Julie Kent danced Cinderella at the Friday premiere. At first Ms. Kent – tall, very thin, with high cheekbones – didn’t seem like Cinderella so much as she resembled a fashion model getting ready for a shoot.That may be exactly what Mr. Kudelka wanted her to resemble. But as happens when a performer knows what she is doing, I became more responsive to the image she was projecting as the ballet progressed. Ms. Kent also seems to have been working on her extension and her jump, providing gratifying proof that these facilities can improve even in a mature performer.

Marcelo Gomes, her Prince Charming, is a wickedly imaginative performer who is uninhibited onstage, where he likes to be all things – flouncy to macho, irreverent to selflessly ardent – to dance inside a role or regale us with his comments upon it. On Friday night, he seized the opportunities Mr. Kudelka gave to him and indulged these multiple propensities, and he danced with blazing assurance as well as precision. He gave Ms. Kent all the support she could have desired and his intensity seemed to evoke extra sparks from her.

The vagueness of Mr. Kudelka’s characterization somewhat flummoxed Gillian Murphy when she performed Cinderella at the second performance on Saturday afternoon. She was a sweet and companionable heroine, but seemed not quite convincing in the histrionic climaxes. She was slightly self-conscious during her moments alone onstage, when the audience was coming into close, unmediated contact with her conception of Cinderella. Her dancing was clear and spirited; her one real chance to show off her virtuosic wallop came in the Act 3 solo, where Cinderella is given a diagonal of fouettes.

As Ms. Murphy’s Prince Charming, David Hallberg went through the motions of the role with debonair elan. He danced well, but he could neither make the steps seem important or infuse himself into the character with the abandon that made Mr. Gomes so excit ing Friday night. He also did not give us the multiple perspectives that Mr. Gomes created.

There was beautiful dancing at both performances by the four women who performed Prokofiev’s “Seasons” variations – now titled Blossom, Petal, Moss, and Twig. At the opening performance, there was a very strong and pristine technical display by the four men dancing the Prince’s retinue.

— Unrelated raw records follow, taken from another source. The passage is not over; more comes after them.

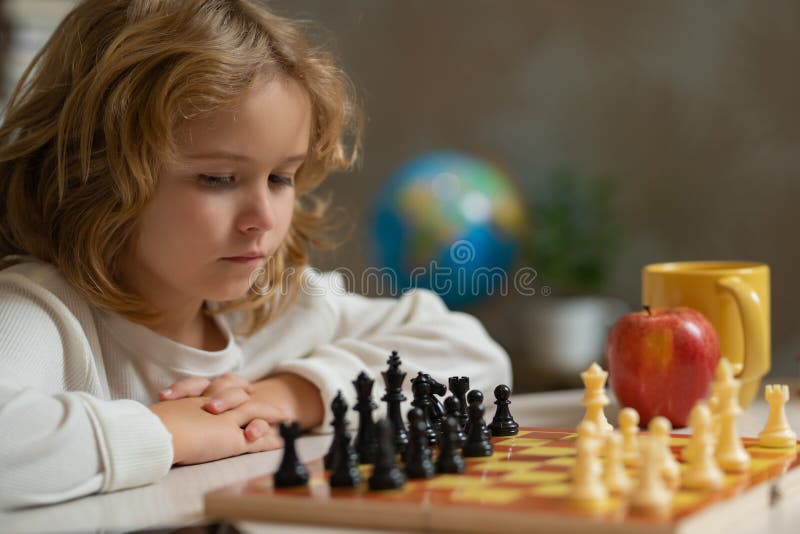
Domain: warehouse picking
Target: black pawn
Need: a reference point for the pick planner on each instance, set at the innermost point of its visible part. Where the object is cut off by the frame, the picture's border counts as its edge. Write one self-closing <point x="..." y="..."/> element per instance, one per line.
<point x="474" y="396"/>
<point x="345" y="473"/>
<point x="477" y="443"/>
<point x="339" y="424"/>
<point x="449" y="460"/>
<point x="418" y="454"/>
<point x="393" y="379"/>
<point x="436" y="409"/>
<point x="421" y="389"/>
<point x="291" y="472"/>
<point x="459" y="385"/>
<point x="385" y="475"/>
<point x="452" y="407"/>
<point x="502" y="423"/>
<point x="366" y="440"/>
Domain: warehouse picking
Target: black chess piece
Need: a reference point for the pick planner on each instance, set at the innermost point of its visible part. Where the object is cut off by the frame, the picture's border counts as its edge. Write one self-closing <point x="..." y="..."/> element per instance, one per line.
<point x="449" y="460"/>
<point x="477" y="443"/>
<point x="421" y="389"/>
<point x="475" y="395"/>
<point x="502" y="423"/>
<point x="339" y="424"/>
<point x="344" y="469"/>
<point x="459" y="385"/>
<point x="418" y="454"/>
<point x="366" y="441"/>
<point x="291" y="472"/>
<point x="385" y="475"/>
<point x="453" y="409"/>
<point x="436" y="410"/>
<point x="393" y="379"/>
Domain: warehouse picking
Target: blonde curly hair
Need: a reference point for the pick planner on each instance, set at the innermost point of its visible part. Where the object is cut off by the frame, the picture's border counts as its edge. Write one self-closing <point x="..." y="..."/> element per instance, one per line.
<point x="95" y="116"/>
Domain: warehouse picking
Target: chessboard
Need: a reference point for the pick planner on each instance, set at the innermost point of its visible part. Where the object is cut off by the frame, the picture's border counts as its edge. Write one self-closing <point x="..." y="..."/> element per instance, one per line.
<point x="524" y="486"/>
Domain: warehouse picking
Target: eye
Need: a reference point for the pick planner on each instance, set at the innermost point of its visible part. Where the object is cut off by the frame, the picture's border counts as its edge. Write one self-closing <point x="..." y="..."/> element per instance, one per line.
<point x="284" y="181"/>
<point x="212" y="180"/>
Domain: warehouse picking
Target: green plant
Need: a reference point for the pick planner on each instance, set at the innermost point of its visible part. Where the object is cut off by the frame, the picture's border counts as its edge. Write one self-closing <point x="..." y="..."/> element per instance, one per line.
<point x="575" y="235"/>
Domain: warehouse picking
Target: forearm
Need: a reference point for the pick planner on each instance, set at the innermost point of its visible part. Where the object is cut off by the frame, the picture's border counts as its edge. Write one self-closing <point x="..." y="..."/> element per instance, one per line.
<point x="52" y="450"/>
<point x="299" y="399"/>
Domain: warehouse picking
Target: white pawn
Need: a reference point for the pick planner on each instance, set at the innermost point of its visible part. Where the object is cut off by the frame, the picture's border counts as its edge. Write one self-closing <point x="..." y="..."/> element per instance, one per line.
<point x="595" y="398"/>
<point x="614" y="475"/>
<point x="693" y="446"/>
<point x="729" y="453"/>
<point x="629" y="426"/>
<point x="659" y="429"/>
<point x="702" y="471"/>
<point x="651" y="496"/>
<point x="777" y="432"/>
<point x="587" y="483"/>
<point x="587" y="433"/>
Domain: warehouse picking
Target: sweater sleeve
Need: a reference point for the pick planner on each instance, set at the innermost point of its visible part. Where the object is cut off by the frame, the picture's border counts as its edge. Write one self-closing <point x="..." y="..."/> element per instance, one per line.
<point x="428" y="337"/>
<point x="58" y="444"/>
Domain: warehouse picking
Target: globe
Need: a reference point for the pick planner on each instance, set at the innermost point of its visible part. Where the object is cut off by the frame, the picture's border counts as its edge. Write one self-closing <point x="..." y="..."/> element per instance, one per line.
<point x="449" y="222"/>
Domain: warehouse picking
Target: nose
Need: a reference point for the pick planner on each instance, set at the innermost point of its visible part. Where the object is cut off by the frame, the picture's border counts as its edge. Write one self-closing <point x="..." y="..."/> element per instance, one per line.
<point x="257" y="214"/>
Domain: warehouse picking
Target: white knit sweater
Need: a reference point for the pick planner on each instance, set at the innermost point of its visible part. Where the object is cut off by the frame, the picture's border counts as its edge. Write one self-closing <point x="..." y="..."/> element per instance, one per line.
<point x="75" y="381"/>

What has become a sine qua non of the contemporary “Cinderella” is a flavor of camp, which began probably with Frederick Ashton’s 1948 production for the Royal Ballet, when Ashton himself and Robert Helpmann danced the two Stepsisters. They weren’t the first transvestite stepsisters in this ballet (or in classical ballet), and female impersonation does not necessarily equal camp. But Ashton’s Stepsisters horn in on Cinderella’s act until the ballet is almost capsized by their antics.

Behind Ashton and Helpmann lay decades of personal and professional camaraderie, as well as rivalry, all of which percolated into the performance and added a backchat.

When Alexei Ratmansky made a new “Cinderella” for the Kirov in 2002, he took advantage of the more liberated cultural climate in Russia to turn the four seasons into a pack of insouciant men who suggest hustlers. In Mr. Ratmansky’s version, the Dancing Teacher who visits Cinderella’s household in Act 1 is also a recognizable gay caricature, who goes on to seduce the Prince during his Act 3 search for Cinderella, thus making the hero’s sojourn a voyage of self-exploration as well.

For his part, Mr. Kudelka adds an “Absolutely Fabulous” bitch goddess character to Cinderella’s household. There is a lot of preening and posing, particularly in the sashaying of the taller sister, who verges on drag-queen parody. Her sibling is short and clutzy due to myopia. Carmen Corella and Erica Cornejo danced the Stepsisters on Friday night; Kristi Boone and Marian Butler danced them on Saturday afternoon. Each woman had a field day and each was truly funny.